En lo personal –y desde luego mi opinión no le quita el sueño a nadie– esa alianza está encaminada a morir antes de nacer…
Una vieja historia
El anuncio del gobierno estatal que pone bajo la lupa a alrededor de 10 mil concesionarios del transporte público en el sur de la Entidad, tiene una larga historia derivado de un viejo y viciado origen.
Se remonta a la década de los setenta del siglo pasado, cuando los líderes choferiles eran una especie de poder de facto que hacían y deshacían conforme a sus intereses. Imponían cuotas de pasaje, controlaban rutas y monopolizaban las concesiones a su antojo. Fue la época de oro para esa casta que empezó con Carlos Casanova Gastélum y terminó con Óscar Rangel, de Ciudad Madero, ya en la época americanista. Ambos se convirtieron en multimillonarios al llegar a acumular respectivamente más de 500 concesiones de los llamados en ese entonces “coches de ruta”, con las cuales lucraban impunemente al venderlas o traspasarlas ilegalmente sin que las autoridades movieran un dedo para impedir ese ilícito.

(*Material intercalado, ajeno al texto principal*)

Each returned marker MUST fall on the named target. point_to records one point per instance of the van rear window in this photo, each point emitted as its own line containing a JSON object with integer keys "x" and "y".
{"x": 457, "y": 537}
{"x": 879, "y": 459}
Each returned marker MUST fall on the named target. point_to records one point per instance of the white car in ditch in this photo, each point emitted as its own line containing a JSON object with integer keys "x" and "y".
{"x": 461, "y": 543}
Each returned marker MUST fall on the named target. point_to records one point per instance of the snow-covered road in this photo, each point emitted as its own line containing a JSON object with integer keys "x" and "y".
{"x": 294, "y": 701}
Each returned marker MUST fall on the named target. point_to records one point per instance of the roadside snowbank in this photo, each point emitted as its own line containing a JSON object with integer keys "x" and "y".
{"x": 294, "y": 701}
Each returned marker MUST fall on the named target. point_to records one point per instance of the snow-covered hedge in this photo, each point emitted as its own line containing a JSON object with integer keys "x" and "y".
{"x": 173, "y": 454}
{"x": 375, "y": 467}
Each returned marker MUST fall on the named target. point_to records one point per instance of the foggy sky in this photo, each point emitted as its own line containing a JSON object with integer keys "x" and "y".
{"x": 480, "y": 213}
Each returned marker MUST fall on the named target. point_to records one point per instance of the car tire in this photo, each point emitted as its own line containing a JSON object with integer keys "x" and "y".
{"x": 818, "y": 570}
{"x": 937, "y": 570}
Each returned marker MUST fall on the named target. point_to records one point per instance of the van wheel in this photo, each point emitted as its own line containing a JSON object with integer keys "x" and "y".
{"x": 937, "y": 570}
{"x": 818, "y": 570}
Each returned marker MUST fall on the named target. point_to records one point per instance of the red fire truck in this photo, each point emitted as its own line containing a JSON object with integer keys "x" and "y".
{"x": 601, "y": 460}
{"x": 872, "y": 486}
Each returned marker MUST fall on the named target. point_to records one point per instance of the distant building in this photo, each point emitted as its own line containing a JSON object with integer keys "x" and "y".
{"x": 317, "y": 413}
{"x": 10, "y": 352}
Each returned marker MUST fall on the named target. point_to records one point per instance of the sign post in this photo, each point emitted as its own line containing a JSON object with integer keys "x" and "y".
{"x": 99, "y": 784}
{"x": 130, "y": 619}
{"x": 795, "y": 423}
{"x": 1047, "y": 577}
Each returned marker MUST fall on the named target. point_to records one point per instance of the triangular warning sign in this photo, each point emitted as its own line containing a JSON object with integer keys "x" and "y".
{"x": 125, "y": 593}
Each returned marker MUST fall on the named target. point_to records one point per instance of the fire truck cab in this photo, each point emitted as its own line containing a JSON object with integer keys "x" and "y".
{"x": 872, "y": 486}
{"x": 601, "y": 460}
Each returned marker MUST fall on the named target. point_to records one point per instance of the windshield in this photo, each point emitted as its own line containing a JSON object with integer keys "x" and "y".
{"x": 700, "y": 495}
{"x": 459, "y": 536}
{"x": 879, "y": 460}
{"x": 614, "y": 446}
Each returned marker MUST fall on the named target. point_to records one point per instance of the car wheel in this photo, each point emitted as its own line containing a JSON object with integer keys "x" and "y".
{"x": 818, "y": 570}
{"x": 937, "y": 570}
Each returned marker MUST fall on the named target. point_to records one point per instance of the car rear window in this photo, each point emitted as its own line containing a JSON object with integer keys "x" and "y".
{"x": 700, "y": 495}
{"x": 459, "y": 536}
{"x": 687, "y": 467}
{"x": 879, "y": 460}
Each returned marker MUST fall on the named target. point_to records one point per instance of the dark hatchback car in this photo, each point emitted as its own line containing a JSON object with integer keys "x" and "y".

El problema es que esa especie de mafia pervivió durante muchos años y creó un imperio que todavía tiene lastres. Hasta hace poco seguían siendo comunes los paros de choferes y bloqueo de calles para exigir aumento en el costo de pasajes o lo que se les pegara en gana a sus líderes.
Si en realidad se aplica ese reordenamiento del transporte público en Tampico, Madero y Altamira, se estará escribiendo el epitafio de una de las épocas más negras de ese servicio.
Buena medida, sin lugar a dudas.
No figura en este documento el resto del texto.